Revenons chez nous. La vallée du Gers présente un profil répétitif très caractéristique. De petits ruisseaux descendent d'est en ouest ou d'ouest en est, pour rejoindre la rivière. Entre deux ruisseaux parallèles un plateau rocheux, le peyrusquet. Autour du plateau, un décrochement conduit à des zones herbeuses, parfois appelées prairies aux orchidées, au sol pauvre, où paissaient autrefois les troupeaux d'ovins. Aujourd'hui la nature a repris ses droits et des friches bordent un ruban d'arbres, majoritairement de chênes, qui couronne le plateau. Ces zones incultes, buissonneuses et arborées, sont appelées par les géographes, rendails. Elles sont, un refuge pour la faune et la flore et parfois le seul espace naturel de dimension intéressante dans un département très agricole. Or, les rendails sont déjà souvent investis par l'Ailanthe.

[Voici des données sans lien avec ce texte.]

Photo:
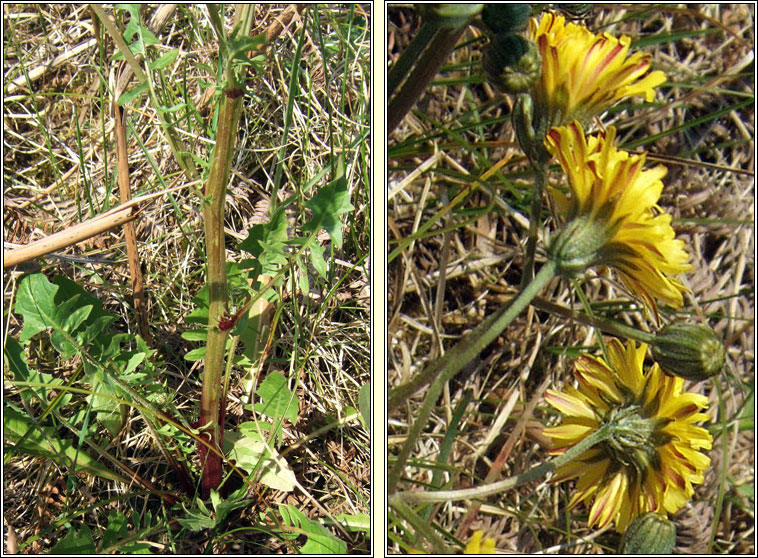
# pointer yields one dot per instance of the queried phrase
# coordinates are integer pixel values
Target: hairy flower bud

On ne peut pas se résoudre à voir disparaître notre flore variée et laisser se développer l'emprise d'un biotope pauvre. Les habitants de ces abords de la ville ne veulent pas voir disparaître ce patrimoine précieux, leur cadre de vie immémorial. Les citadins promeneurs, les randonneurs, les sportifs doivent également pouvoir continuer à profiter de sentiers offrant des points de vue remarquables sur la cité, et les scolaires une leçon de "sciences et vie de la terre" grandeur nature. Les bourgs et les petites villes sauront certainement se mobiliser pour lutter contre l'Ailanthe envahissant leurs rues, leurs voies d'accès et leurs espaces verts. Espérons qu'ils sachent inclure dans la lutte qui se dessine, leur terroir, leur poumon, leur proche campagne.